Thanks to everyone who has been kind enough to take the time to read and respond. I appreciate it. Trust that I will pay it forward with similar kind favors for someone else!


----------



## Frankawitz (Aug 13, 2008)

We use palm sanders with 80 grit sandpaper, if you use sanding pole paper and rip them in half they fit the pad of the palm sander. I also use 36 grit for heavy oil base paints, but the paint will gum up your sandpaper. we also use wallpaper razor strippers to remove loose paint failures, this works best on plaster, drywall is to soft razors cut right into sheetrock. But we sand the areas down and then when we patch we try to stay off any paint with mud, instead we use M&H Ready Patch Spackling it can be used inside and out, and it gets hard like Durabond and it will bond with painted surfaces better.
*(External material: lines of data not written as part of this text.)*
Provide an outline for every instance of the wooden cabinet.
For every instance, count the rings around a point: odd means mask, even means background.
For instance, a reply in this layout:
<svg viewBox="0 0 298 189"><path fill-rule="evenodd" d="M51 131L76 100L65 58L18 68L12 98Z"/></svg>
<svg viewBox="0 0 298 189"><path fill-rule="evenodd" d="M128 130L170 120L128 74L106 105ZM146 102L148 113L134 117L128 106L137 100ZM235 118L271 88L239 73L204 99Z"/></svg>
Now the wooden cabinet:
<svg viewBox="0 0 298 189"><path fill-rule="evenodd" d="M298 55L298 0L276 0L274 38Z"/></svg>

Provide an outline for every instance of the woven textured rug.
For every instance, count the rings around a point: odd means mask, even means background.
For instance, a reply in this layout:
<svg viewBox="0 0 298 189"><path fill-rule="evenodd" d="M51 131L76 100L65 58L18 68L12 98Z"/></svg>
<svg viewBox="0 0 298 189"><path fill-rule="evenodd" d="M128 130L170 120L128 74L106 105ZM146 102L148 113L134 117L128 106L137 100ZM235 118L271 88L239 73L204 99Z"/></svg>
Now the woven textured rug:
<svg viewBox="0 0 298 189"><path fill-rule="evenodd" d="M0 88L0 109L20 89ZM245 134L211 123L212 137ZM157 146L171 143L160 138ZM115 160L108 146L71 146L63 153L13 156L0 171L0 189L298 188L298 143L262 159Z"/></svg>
Hope that helps you out. as for helping HomeOwners without some help Man! can they screw things up sorry:whistling2:
Good luck:thumbsup:


----------



## Filler29 (Mar 21, 2010)

After wallpaper is removed look over the wall and if it looks like there is any adhesives from the old wallpaper left on the wall prime with an oil coverstain before skimcoat. This will eliminate any future problems.


----------



## cazna (Mar 28, 2010)

Those bubble holes, there is a filler product made by red devil called one time, its a very light filler thats good for filling these holes after you prime the walls, then give it a light sand and two top coats over it and usually there gone, you dont seem to need to prime it as plaster or other fillers need to. Very good time saving product, i think its american made? same as zinnser paints, good stuff too.


----------



## josh6106 (Nov 5, 2008)

hey nuge, frankawitz is exactly right. i mud and paint, and have had this problem before, it tends to happen more on ceilings, more heat and humidity in that area, i sand the surface prior to mudding (same reason as frankawitz) mud the area and was told by a benjamin moore rep to use a oil primer, i tend to use bin, because it dries so fast, than apply my two coats of paint. have never had bubbles again. i can remeber doing a job prior and having to paint this 1000 sq ft ceiling six times, not fun.


----------



## nuge (Mar 16, 2010)

Frankawitz and josh6106--do you sand the entire paint/primer layer off all the way down to the mud and sheetrock underneath? Or is just scuffing the surface enough to allow the moisture through? 

I'm doing this right now on a surface that has sort of a satin/eggshell finish so I can skimcoat it. It's a big space and I don't want to spend more time at it than is necessary. The paint/primer is coming totally off in only a few spots. The rest is scuffing nicely and I wonder if this is enough. 

Thanks again!


----------



## josh6106 (Nov 5, 2008)

hey nuge i only sand the spots i'm mudding and only enough to allow the new mud stick to the surface (usually 100 grit) couple scuffs is enough. i tend to do the same amount of coats over painted surfaces, as over drywall. but after you prime the mudded areas, you will see pin holes in the mud. i just put some spackle or wood filler over these pin holes (quicker than putting an extra skim coat over the area) than i put a coat of ceiling paint, only over the areas you primed. when that's dry i coat the whole ceiling . we prime with bin it's a fast drying oil primer. good luck


----------



## 2buckcanuck (Jul 9, 2010)

throw some mud over the area where you know there's pin hole's,wait for minute or two till you see little bubble's appear,then fire another coat over spot again and skim tight,called a double up.


----------



## zack 02 (Aug 27, 2010)

Sounds like not enough mudd on joint. Here lately i have had to fix some joints that were mudded to thin and you could see both sides of joint and it was cracked in the middle 2 cases. It was easier to fix then a humped joint


----------